Il s’agit en tout cas, pour cohabiter sur la Lune, de réfléchir à quelques questions fondamentales. Le théologien et fondateur de la Lifeboat Foundation, Michael Waltemathe, s’est demandé pendant Moon Village comment les musulmans pourraient s’orienter par rapport à La Mecque pour la prière lorsqu’ils sont en orbite lunaire. Et de dire, en riant : « Dieu veut de l’adoration, pas de l’acrobatie. » A noter que le problème est résolu dans le dernier roman d’Andy Weir (l’auteur de Seul sur Mars), Artemis, qui se passe sur la Lune et où le père de l’héroïne invente un mur de prière tournant. Waltemathe a également évoqué le projet de Jorge Mañes Rubio, artiste en résidence à l’ESA, qui a conçu un temple pour la Lune, le Peak of Eternal Light, un espace de rituel polyvalent imprimé en 3D avec du régolithe lunaire.

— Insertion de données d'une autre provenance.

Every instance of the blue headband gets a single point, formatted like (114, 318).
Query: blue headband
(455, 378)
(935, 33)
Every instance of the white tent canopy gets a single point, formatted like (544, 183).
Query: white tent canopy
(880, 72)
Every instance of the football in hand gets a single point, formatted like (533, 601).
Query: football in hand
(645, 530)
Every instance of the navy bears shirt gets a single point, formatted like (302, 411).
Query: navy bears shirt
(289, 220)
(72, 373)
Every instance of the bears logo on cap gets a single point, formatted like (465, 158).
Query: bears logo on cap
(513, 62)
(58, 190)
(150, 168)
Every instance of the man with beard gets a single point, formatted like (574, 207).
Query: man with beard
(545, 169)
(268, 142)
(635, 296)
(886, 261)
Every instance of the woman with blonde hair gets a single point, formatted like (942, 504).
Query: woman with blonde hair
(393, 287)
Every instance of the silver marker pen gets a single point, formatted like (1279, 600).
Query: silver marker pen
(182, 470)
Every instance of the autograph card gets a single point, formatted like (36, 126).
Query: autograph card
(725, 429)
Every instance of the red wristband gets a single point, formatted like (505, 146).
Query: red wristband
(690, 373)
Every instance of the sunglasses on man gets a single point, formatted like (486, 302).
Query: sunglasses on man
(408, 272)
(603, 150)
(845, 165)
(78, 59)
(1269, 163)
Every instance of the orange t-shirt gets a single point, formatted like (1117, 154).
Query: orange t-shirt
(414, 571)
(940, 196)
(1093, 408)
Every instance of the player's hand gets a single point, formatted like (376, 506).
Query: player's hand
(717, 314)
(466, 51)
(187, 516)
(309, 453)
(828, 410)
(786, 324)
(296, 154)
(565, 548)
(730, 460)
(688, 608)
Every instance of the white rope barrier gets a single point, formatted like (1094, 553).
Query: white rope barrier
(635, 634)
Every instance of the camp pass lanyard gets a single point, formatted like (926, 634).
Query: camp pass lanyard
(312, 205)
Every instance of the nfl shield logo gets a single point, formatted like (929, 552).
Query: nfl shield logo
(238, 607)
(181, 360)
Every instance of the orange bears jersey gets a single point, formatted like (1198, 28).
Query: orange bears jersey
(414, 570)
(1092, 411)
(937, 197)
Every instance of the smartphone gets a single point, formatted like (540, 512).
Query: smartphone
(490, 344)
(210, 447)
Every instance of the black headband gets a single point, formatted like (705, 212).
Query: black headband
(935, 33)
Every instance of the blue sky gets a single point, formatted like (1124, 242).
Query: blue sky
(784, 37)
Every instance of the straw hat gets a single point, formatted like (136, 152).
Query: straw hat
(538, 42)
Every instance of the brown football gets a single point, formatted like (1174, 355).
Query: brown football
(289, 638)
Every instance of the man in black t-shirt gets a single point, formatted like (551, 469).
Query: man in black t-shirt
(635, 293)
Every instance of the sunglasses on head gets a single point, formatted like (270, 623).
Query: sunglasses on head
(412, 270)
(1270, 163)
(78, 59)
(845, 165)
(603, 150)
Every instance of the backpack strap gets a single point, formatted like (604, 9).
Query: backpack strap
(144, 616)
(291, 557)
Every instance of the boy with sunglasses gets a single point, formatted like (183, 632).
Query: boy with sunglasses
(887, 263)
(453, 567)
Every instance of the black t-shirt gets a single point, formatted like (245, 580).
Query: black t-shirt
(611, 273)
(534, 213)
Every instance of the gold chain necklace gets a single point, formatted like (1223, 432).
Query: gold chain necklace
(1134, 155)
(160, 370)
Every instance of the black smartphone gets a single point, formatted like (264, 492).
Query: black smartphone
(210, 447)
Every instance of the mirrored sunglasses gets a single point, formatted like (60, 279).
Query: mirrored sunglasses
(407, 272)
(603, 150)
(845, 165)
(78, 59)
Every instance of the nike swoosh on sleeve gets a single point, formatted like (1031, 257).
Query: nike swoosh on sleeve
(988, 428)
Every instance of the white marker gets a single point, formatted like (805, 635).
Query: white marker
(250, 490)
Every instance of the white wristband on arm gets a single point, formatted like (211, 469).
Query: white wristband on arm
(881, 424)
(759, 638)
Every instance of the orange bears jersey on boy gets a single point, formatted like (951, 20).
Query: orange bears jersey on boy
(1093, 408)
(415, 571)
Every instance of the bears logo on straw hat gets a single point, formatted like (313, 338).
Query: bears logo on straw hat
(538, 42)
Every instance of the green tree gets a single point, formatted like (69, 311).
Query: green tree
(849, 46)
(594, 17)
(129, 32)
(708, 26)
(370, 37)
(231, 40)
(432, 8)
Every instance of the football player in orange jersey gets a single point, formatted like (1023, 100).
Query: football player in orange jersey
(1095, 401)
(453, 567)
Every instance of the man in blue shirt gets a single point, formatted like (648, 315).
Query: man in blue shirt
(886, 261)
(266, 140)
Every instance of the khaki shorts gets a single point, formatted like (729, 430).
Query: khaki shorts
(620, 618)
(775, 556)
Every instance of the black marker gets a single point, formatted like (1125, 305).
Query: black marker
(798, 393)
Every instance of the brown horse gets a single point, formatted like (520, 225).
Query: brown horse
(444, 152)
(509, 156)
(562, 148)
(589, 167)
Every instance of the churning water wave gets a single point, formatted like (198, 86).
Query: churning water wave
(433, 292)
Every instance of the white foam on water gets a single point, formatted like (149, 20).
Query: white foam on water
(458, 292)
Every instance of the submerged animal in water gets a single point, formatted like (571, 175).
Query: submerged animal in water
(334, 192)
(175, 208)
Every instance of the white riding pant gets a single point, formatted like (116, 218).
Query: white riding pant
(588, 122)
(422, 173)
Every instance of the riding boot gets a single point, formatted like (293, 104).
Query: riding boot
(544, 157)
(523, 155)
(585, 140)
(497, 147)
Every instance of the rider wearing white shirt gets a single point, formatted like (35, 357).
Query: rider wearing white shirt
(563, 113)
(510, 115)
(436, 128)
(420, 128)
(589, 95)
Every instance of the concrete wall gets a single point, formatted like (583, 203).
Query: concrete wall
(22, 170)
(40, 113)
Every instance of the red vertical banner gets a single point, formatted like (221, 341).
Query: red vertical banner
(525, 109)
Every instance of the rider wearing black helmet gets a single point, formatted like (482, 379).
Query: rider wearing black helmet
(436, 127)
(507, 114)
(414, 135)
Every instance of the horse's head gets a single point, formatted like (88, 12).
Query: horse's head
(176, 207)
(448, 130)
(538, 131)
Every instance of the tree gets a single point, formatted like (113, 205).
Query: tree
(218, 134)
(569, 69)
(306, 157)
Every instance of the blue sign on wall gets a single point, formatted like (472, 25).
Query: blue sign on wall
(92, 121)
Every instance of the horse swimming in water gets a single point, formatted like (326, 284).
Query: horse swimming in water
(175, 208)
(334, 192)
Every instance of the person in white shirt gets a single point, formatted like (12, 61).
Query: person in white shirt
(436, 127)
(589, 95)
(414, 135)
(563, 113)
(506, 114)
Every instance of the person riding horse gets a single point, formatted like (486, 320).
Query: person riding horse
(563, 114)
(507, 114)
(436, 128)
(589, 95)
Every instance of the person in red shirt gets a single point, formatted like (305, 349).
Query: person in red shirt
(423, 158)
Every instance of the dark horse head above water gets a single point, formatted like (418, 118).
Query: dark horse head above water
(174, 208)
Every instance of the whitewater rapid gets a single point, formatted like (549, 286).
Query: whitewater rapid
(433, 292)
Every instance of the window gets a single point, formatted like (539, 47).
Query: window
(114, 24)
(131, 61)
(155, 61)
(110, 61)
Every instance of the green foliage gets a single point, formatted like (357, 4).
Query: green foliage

En considérant la notion de « réification » dans un futur village lunaire, Waltemathe a comparé une colonie lunaire potentielle à un monastère chartreux, où les moines vivent en réclusion totale, mais où certains d’entre eux peuvent interagir avec le monde extérieur en échangeant par exemple des navets contre leurs compétences épistolaires.

A bord d’un vaisseau spatial (presque) DiY

En parlant de foi, on s’est sérieusement demandé pendant Moon Village où en était le Google Lunar Xprize, dont la date limite de lancement d’une mission qui atterrisse sur la Lune pour faire rouler un robot sur 500m et retransmettre des images vidéo HD a été plusieurs fois reportée. La date limite pour les cinq équipes finalistes, fixée au 31 décembre 2017‬, a été repoussée au 31 mars 2018‬, sans précision sur une date de lancement.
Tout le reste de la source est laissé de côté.